Siirt, yıllardır bölge illerine oranla kaderine terkedilmiş bir şehir. Kalkınma yolunda ancak eskiden harmanlarda kullanılan düven hızıyla ilerliyor. Halkın büyük bir çoğunluğu, dar gelirli veya yoksulluk içerisinde. Öğretilmiş çaresizlik içerisinde çoğu zaman bir çaba harcamaktan korkar bir halde.
Peki, kim sorumlu? Bu şehri terk eden, tek kuruşluk yatırım yapmayan varlıklı insanlar mı? Sayıları az olsada bu güne kadar belli bir makama gelmiş ancak bu konumunu memleketi lehine kullanmayan hatta negatif ayrımcılık yapan bürokratlar mı?
Siirtli akademisyen ve doktorlar mı? Tek kelime ile hepsi.
Siirt’in kalkınması için, şehir ekonomisine can verecek tek bir adım atmayan, sadece cebini düşünen bu insanlar, memleketlerini hep görmezden gelerek ihmal ettiler. Bunların dışında şehir de, aynı duyarsızlıkla yaşamını sürdüren bazı kesimler daha var.
Kamu görevlilerine gelince, durum daha da içler acısı. Şehirdeki birçok kamu görevlisi, görevini yerine getirmektense, masa başında oyun oynamayı ve devletin kaynaklarını kendi çıkarları için kullanmayı tercih ediyor.
Bir de işlerini savsaklayıp, “bankamatik memurlarına” dönüşenler var ki, onlar için tek bir kelimeyle tanımlama yapmak gerekirse, “ihanet”içindeler.
Siyasetçiler?
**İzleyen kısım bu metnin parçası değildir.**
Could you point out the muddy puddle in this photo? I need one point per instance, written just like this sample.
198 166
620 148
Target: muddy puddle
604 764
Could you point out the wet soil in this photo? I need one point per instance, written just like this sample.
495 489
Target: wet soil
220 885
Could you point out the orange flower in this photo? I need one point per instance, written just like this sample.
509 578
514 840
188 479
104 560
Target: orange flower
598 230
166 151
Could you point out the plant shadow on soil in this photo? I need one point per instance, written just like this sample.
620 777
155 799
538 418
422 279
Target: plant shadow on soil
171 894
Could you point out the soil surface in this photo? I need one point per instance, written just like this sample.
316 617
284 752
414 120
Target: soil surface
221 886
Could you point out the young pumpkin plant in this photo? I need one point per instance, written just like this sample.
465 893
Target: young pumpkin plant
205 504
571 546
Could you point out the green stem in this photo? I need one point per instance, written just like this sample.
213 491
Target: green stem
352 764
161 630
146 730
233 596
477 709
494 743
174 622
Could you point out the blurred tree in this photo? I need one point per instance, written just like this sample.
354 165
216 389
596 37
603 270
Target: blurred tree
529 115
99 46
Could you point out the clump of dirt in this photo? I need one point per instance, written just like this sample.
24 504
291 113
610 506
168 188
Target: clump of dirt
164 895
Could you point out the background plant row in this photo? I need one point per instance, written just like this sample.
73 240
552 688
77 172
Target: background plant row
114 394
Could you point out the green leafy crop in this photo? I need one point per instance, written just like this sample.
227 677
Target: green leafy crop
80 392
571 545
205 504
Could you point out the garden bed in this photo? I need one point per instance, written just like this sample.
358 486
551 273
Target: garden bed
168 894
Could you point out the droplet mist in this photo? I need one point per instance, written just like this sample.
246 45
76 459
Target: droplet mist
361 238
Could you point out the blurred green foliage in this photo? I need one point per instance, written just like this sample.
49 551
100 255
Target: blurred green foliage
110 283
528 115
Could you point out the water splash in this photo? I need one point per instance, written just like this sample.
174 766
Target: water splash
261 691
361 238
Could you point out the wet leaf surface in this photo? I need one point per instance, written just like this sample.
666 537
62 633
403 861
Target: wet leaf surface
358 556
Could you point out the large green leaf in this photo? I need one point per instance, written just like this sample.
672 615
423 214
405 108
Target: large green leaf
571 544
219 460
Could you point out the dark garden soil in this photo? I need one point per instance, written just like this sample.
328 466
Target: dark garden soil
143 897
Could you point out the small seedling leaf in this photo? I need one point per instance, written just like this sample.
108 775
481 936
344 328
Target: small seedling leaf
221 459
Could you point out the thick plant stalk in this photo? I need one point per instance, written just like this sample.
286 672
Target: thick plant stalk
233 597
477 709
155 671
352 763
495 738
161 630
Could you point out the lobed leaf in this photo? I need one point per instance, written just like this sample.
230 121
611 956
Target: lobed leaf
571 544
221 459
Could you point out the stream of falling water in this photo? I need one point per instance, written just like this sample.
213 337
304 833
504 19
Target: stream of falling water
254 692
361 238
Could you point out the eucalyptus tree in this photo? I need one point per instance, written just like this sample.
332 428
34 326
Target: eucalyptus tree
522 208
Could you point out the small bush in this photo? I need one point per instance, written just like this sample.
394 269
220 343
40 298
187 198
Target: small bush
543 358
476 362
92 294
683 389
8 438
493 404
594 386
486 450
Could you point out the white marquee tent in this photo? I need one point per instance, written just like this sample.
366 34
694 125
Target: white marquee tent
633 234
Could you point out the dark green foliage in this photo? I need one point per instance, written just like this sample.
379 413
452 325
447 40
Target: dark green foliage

Onlar da, bu şehri sadece kendi çıkarları için kullanıyorlar. Başkalarının sırtına basarak, kişisel menfaatlerini en üst düzeyde sağlamaktan başka bir şey yapmıyorlar.
Sivil toplum kuruluşları? O da ne? Hiçbir tepki veremeyen, sadece arada bir yaptığı söylemde kalan, durumu değiştirmek adına hiçbir girişimde bulunmayan bir grup ve basın?
Basın, yalnızca gücün yanında duruyor, gerçekleri yazmaktan korkuyor.
Unutmayalım ki , bu şehirdeki yaşlı, dul, yoksul her bir insanın sorumluluğu sadece devlette ya da belli gruplarda değil. O yük, herkesin sırtında. Ama kimse bu yükü taşımıyor. Kimse adım atmıyor. Ve bunun vebali ağırdır.